Deutsche Ängste: Verspätungen
Wie spät ist das eigentlich? Auf jeden Fall zu spät für die geistige Gesundheit der Deutschen! Unsere Seele ist zerfressen von der Angst vorm Zuspätkommen.
O weh, o weh! Ich werde zu spät kommen!
– Das deutsche Kaninchen
Im Gegensatz zu den meisten Ängsten trägt der Deutsche die Angst vor dem Zuspätkommen quasi auf der Stirn. Kein Termin, dessen erschreckenster Aspekt nicht die Möglichkeit wäre zu spät zu kommen. Deutsche fahren lieber um vier Uhr nachts zum Flughafen als, dass sie das Risiko eingehen, den Check-In für den Flug um halb sieben zu verpassen. Bis sechs ist aber noch keinerlei Personal am Flughafen das irgendwen einchecken könnte. Lieber eine Stunde vor dem Gebäude des neuen potentiellen Arbeitgebers im Auto warten, als dass man den Eindruck erwecken könnte man sei erst vor fünf Minuten angekommen und übereilt zum Empfang gekommen. Über nichts wird sich so erschüttert beklagt, wie über Verspätungen und nichts scheint den Tag des Deutschen so durcheinanderzubringen wie eine auch nur noch so minimale Verzögerung.
Nur dass kann erklären, weshalb wir tagtäglich die Deutsche Bahn für ihr Zuspätkommen strafen . Kein Verständnis wird aufgebracht für eine komplexe Infrastruktur, die von der Vollautomatisierung bis zur Handkurbel am Gleis alles integriert. Kein Verständnis für ein Universum von Abhängigkeiten und Variablen die jeden Zugfahrplan in jedem Moment in den Abgrund stürzen könnten. Nein!
Ansage (mechanisch): Der ICE Wilhelm-Conrad Röntgen hat ca. eine Stunde Verspätung.

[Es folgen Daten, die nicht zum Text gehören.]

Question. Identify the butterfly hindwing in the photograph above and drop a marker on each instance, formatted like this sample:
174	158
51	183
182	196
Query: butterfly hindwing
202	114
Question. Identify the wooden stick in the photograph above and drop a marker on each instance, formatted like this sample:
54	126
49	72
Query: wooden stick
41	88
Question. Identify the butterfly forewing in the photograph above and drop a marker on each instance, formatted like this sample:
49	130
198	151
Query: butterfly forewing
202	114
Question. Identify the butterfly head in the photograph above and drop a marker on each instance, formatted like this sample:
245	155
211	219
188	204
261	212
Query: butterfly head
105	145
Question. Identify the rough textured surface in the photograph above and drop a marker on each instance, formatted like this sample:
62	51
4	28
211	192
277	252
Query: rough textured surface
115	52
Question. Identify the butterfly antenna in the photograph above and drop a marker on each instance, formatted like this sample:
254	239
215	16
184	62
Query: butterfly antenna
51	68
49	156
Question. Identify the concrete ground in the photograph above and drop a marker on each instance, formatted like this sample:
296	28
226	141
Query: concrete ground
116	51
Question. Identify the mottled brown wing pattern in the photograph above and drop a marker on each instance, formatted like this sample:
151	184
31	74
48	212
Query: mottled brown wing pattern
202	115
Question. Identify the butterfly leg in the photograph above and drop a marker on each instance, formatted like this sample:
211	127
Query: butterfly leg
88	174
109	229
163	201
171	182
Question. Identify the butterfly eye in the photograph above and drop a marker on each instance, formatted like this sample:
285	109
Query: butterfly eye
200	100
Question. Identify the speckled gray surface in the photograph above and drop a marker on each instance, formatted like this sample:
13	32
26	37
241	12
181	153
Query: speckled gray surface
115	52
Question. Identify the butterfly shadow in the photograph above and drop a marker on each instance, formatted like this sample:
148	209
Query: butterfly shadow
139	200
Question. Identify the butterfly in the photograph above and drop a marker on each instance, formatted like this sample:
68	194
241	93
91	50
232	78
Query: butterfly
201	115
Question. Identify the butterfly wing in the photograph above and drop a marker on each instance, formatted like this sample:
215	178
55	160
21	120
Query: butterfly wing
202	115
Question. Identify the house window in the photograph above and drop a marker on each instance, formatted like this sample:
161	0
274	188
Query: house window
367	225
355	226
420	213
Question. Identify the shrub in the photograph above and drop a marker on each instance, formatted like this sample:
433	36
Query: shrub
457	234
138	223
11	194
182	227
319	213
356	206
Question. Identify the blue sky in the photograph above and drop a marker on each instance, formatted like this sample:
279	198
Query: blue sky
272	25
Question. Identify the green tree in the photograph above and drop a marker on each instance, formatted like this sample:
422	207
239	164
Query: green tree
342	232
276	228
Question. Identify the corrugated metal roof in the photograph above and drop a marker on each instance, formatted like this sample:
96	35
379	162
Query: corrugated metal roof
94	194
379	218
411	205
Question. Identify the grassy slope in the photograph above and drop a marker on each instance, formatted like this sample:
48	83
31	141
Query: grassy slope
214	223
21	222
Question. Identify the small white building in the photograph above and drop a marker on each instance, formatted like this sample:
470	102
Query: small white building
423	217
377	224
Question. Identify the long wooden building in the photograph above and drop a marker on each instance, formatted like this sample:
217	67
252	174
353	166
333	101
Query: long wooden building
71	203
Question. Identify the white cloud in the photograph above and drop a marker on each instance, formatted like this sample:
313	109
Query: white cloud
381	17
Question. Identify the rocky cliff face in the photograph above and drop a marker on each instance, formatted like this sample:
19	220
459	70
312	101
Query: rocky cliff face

Wir bitten um ihr Verständnis.
Deutscher (hysterisch): DAS IST JA SCHLIMMER ALS IM DRITTEN REICH! DA HÄTTE ICH GLEICH MIT DEM VIEHWAGEN FAHREN KÖNNEN! DIESER SAFTLADEN!
Kein Wunder also, dass der Deutsche sich zum Hüter der europäischen Zeit auserkoren hat und mit Hilfe von zwei Cäsium-Fontänen und zwei Cäsium-Uhren der Physikalisch-Technischen-Bundesanstalt (PTB) seit 1959 das Funkuhrensignal DCF77 aus Mainflingen bei Frankfurt am Main versendet. Es gibt nur eine Zeit: Die Gesetzliche Zeit nach §4 EinhZeitG. Alles andere ist zu spät.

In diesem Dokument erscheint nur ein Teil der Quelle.